In one of my favorite stories, Jesus talks about a certain landowner who had a record year. His vineyard had produced a large amount of grapes. They had been picking grapes until the cows came home, and they were still falling behind schedule. Now it was way down in the fall, and those grapes had to be picked pronto! So the landowner decided to hire some additional crop workers just for a day or two to get this taken care of.
He started hiring early in the morning, and those guys went right to work. He had offered them good pay, a rather generous amount of money really. “This is a great opportunity to catch up on some bills”, one of the crop workers remarked as they started picking grapes. “Well then – pick away!” the other jokingly said.
As the day went on, more and more crop workers joined them in the morning, mid-morning, around noon, in the afternoon, and even late in the afternoon. A few more guys came in at the very last hour. This landowner apparently was serious about getting the job done!
And so it happened. The crop workers picked every last grape off that vineyard. Then the Sun went down, and they were done for the day. The landowner sat at a table near the exit of his property to hand out their day’s wages, and everybody received their money. Celebration was in the air; everybody was happy, except the guys who were hired first. As it turned out, every crop worker received the same amount, and so they began to murmur among themselves: “Wait a minute! Those guys came in at the very last hour and now they receive the same wages?!” – “Do you have a problem with my generosity?” The landowner asked the incensed crop workers, and here is where the story ends.
Jealous people are no fun! They take the Golden Rule for instance and measure it against you. Secretly they think:
“I’ve done this for you, now I expect you to do this for me.”
That’s no Golden Rule, that’s blackmail.
Jealous people aren’t really that happy either, because they are busy comparing.

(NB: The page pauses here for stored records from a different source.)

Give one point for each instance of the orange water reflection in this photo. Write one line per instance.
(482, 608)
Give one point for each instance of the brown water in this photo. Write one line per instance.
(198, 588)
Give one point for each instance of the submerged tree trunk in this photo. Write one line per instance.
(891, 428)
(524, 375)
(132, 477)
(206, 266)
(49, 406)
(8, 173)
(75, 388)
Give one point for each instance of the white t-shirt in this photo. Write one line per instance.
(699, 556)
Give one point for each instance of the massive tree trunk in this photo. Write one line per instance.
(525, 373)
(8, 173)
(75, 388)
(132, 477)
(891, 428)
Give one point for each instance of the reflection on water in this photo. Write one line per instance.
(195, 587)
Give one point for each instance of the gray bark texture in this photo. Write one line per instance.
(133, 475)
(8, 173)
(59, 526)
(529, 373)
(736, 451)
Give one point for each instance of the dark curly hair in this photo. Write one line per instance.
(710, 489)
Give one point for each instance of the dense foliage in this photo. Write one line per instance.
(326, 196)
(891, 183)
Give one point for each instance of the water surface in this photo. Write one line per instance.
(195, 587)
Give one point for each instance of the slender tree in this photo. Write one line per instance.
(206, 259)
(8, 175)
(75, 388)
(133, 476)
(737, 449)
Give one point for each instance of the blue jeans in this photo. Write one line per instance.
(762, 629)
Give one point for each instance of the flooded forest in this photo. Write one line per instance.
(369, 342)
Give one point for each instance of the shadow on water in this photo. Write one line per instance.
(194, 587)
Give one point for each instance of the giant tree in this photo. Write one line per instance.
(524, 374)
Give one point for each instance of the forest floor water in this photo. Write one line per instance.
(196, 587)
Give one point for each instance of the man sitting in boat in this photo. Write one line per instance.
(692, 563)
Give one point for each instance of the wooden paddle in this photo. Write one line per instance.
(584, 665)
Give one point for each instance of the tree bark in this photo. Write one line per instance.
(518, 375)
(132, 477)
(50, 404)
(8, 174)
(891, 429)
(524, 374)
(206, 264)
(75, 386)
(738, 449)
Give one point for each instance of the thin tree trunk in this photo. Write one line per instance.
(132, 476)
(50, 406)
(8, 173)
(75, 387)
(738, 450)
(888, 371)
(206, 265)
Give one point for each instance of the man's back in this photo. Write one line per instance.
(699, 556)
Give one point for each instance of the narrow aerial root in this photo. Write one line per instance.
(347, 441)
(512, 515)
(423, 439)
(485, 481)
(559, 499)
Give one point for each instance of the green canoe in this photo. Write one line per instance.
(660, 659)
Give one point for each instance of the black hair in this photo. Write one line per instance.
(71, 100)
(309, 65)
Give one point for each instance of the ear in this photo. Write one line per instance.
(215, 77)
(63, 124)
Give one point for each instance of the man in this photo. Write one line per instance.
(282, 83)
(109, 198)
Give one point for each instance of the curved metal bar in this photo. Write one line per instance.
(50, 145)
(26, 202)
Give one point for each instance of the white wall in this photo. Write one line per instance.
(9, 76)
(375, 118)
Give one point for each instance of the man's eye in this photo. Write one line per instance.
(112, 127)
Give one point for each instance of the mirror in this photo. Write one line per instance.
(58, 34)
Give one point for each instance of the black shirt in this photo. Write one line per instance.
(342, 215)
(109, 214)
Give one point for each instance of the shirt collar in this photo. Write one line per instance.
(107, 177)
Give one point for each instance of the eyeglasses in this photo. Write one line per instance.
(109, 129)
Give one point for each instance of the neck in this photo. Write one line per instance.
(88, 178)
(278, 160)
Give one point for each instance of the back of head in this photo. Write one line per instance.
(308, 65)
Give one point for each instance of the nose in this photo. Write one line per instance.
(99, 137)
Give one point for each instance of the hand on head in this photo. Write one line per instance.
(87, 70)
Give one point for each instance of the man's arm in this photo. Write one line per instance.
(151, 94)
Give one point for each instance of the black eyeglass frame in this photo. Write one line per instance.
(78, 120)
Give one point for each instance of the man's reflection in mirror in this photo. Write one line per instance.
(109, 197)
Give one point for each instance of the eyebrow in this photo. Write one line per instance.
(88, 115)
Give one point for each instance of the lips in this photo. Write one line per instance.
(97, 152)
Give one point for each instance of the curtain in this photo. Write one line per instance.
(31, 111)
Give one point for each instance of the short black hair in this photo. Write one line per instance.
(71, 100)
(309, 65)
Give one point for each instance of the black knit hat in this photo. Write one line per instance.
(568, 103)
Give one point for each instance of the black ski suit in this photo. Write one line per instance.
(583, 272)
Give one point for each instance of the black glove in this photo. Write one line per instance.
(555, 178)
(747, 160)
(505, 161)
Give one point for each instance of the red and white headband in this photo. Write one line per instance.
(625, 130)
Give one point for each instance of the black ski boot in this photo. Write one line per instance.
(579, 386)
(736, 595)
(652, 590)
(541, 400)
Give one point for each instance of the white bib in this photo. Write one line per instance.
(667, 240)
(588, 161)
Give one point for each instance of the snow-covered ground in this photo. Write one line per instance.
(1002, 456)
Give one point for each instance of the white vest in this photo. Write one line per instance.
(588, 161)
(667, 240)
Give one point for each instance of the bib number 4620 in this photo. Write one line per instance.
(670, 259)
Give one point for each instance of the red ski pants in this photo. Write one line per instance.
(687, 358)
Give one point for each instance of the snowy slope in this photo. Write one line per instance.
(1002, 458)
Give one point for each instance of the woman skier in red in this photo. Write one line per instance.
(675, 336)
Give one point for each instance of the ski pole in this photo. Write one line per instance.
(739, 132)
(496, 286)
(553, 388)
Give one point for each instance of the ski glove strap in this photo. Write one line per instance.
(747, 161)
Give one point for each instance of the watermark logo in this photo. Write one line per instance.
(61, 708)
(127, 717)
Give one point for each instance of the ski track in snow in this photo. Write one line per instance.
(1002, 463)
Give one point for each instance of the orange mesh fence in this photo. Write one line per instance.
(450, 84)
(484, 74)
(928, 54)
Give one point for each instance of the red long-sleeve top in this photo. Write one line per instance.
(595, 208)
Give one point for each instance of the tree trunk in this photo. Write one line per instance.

Unlike arrogant people who think they are better than the rest of the world, jealous people feel somehow slighted; they habitually think that in most regards they come out short, and they clearly don’t like it.
If a group of jealous people had a conversation with Jesus and Jesus would ask them pointblank: “What is up with you guys? Is there anything I can do to help? You don’t seem to enjoy life very much.” Their answer would sound something like this: “How about some fairness when you created us! You have lathered some with gifts and talents, and others you seem to have overlooked. Give to us as you have given to others, that is Your Golden Rule, right?” Jesus looked at each of them compassionately before He answered their question with a question of His own: “Why would you have a problem with my generosity?”
The Golden Rule is not so golden when misinterpreted!
We’re golden if we stop comparing and start with some self-respect. I respect myself and guess what: I find myself respecting others.
We’re golden if we stop comparing and start with some appreciation of ourselves. I appreciate my gifts and talents and what do you know: all of a sudden I find myself discovering and appreciating other people’s gifts and talents.
The Golden Rule works like magic – if we start at our own front door. Learning to love and appreciate ourselves we’re prone to love and appreciate others.